Over the next hour, Joavien and Paloma engage in an identity-building game. While playing cards (and drinking whisky), they reveal the identity of a woman called Alice. Biographical anecdotes alternate with refelections, both being told by either Alice herself (there is a Joavien/Alice and a Paloma/Alice) or by someone who knew her (again the two performers take on that role). What is faszinating in this performance is how the identity of Alice emerges through an interplay between Joavien, Paloma and members of the audience. Joavien and Paloma perform biographical bits and pieces and then engage the audience into the construction of Alice's identity. While the parts of the two performers feel being scripted, the identity of Alice completes itself differently in each performance, depending on what information is added by the audience.
The conception of "The Diary of Alice" allows Joavien and Paloma to act as hosts: The performance is in fact a reception for the audience's phantasies. In an act of generosity, Joavien and Paloma provide their brains and bones to be bodies that accomodate Alice's identity. The fact that these brains and bones are locally from Singapore (Joavien) and Spain (Paloma) doesn't matter in this context: The hybrid soul of Alice travels in and out of everybody who sits at this table in Baba house.
Interestingly, the collaboration between Joavien and Paloma originates from as cross-cultural exchange organized by ASEF in 2009 in Lisbon (Pointe-to-Pointe). The great achievement of this performance is the management to overcome emphasizing possible cultural differences for the build-up of a common body/identity. This common body holds all contradiction, non-linearity and confusion of cross-cultural engagement without emphasizing it.

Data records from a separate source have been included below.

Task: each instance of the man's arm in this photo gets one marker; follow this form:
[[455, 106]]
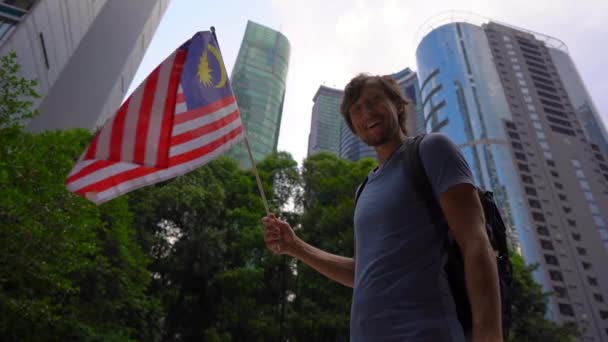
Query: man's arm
[[281, 239], [462, 208]]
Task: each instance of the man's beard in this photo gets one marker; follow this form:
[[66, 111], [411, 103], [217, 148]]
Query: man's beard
[[382, 139]]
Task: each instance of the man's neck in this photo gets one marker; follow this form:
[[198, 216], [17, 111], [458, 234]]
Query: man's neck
[[384, 151]]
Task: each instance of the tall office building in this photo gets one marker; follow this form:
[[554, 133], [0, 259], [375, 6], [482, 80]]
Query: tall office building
[[592, 125], [408, 82], [326, 121], [499, 94], [259, 80], [83, 54]]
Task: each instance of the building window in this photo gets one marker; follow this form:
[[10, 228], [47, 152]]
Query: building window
[[513, 135], [542, 230], [556, 275], [530, 191], [527, 179], [523, 167], [534, 204], [566, 309], [44, 53], [538, 217], [551, 260], [560, 292], [580, 174], [546, 245]]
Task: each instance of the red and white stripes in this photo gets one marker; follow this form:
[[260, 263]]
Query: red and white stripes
[[154, 137]]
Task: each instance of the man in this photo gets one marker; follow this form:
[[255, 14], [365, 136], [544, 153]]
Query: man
[[400, 288]]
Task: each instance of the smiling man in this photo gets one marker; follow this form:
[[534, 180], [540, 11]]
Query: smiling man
[[401, 292]]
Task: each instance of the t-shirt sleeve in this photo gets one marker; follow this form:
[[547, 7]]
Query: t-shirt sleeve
[[445, 166]]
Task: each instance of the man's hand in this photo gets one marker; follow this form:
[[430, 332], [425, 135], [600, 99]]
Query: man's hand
[[278, 235]]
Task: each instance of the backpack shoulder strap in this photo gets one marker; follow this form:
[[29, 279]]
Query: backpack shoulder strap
[[419, 178], [360, 190]]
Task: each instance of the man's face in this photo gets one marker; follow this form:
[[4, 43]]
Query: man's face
[[374, 116]]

Towards the end of the performance, Alice decides to change her physical appearance and participates in a drag king workshop. As Joavien and Paloma are starting to transform their bodies with beards and plastic dicks, the lyrics of the Tom Waits song played earlier in the performance re-emerge in my ear: I must be insane/To go skating on your name/By tracing it twice/I fell through the ice/Oh Alice/There's only Alice.
If you want to have a look at the production process of "The Diary of Alice", you can log onto www.alicelisbon.blogspot.com. This blog was partly used by Joavien and Paloma for writing the script over the distance between Singapore and Madrid.